# LLBA winter meeting



## carp_killer (Nov 24, 2006)

The LLBA winter meeting is going to be held at the St. Cloud Gander Mountain on Jan. 5th at noon in the Gander Lodge. Members please visit the association forum if you have any suggestions for the agenda. Hope we have a great turn out! Directions are available on Gander Mountain's website. if your not a member and would like to join we can take care of that at the meeting as well. hope to see a great turn out!

thought i might as well post this here as well


----------



## weasle414 (Dec 31, 2006)

How'd it go? I saw this earlier today and got excited, I thought the 5th was tomorow  It was like 10 to noon when I saw there was gonna be a meeting so it was a bit too late for me to go.


----------



## Duckslayer100 (Apr 7, 2004)

So any talk about tournaments closer to my kneck of the woods??? :wink:


----------



## carp_killer (Nov 24, 2006)

it went good we elected new officers and talked about the night fishing laws and have a few tournys planned already

Shoots:
Bowbenders: May 17, 2008 German, Jefferson Lakes chain
MSAA: June 07, 2008 TBA
Duluth: June 21, 2008 This date is not confirmed
LLBA State Shoot: Dates and location to be voted on are.
Red Wing Mississippi River May 24, 2008
Horseshoe  May 31, 2008
Night shoot: June 14, 2008 Big Stone


----------



## weasle414 (Dec 31, 2006)

Do you have to be an LLBA member to shoot at these tourneys?


----------



## carp_killer (Nov 24, 2006)

not sure on that. bowbenders i dont think you do since it isnt a llba shoot. come on over to the llba site ya can still use the guest part


----------



## mjoe (Jan 28, 2007)

I think for the llba shoots you need to have a member in the boat.

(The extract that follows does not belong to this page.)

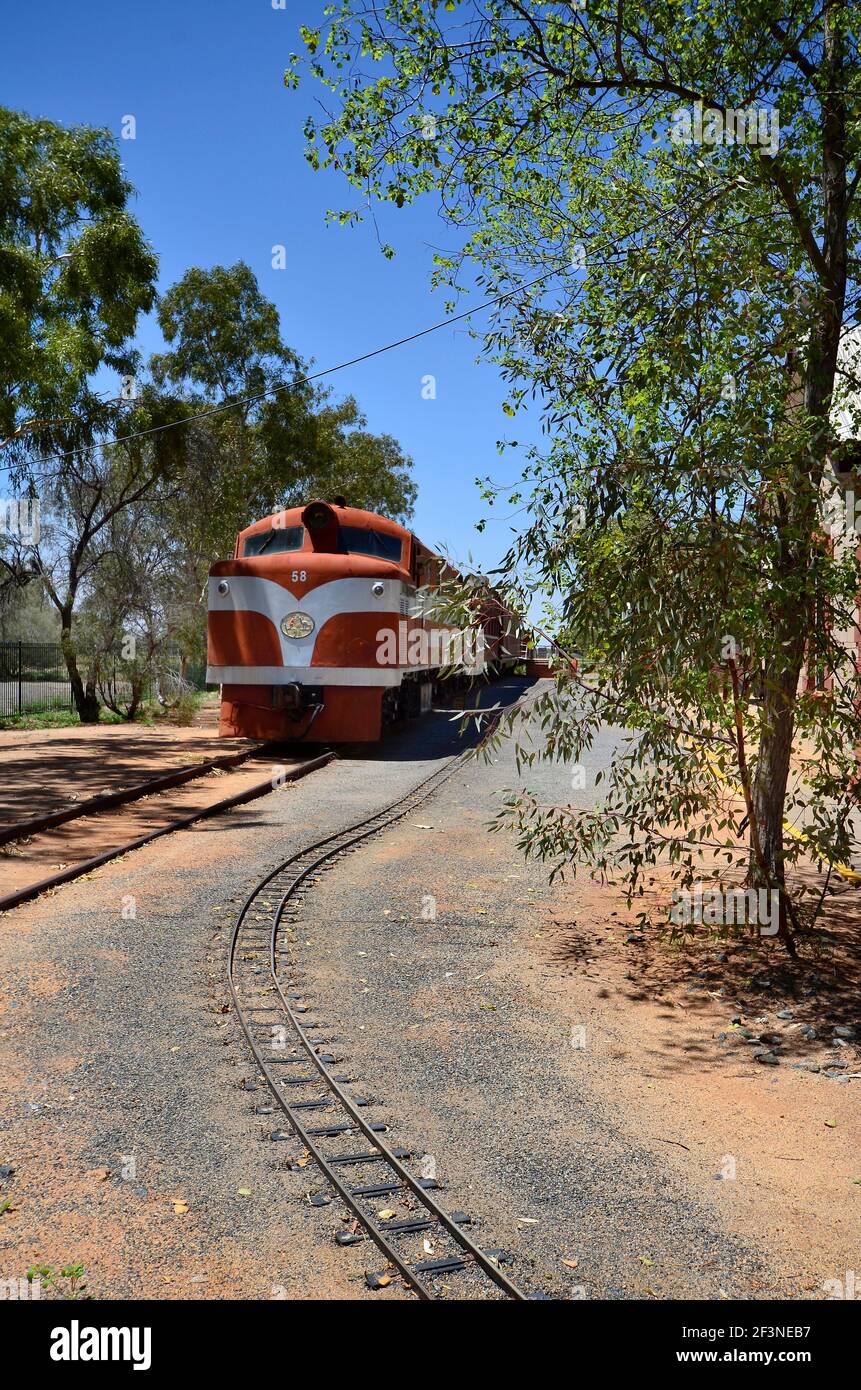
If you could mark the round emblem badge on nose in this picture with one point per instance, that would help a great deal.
(296, 624)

It's not that much money to join the llba for a year. The llba is expanding the opportunities to bowfish in mn, such as night shooting this summer. IF you go out at night you would not be doing that if it wasent for the llba. Support the club and bowfishing will continue to grow in mn.


----------



## carp_killer (Nov 24, 2006)

ya weasle ya should join


----------



## weasle414 (Dec 31, 2006)

I will. Don't worry, I'll be a member this year.


----------



## carp_killer (Nov 24, 2006)

:thumb:


----------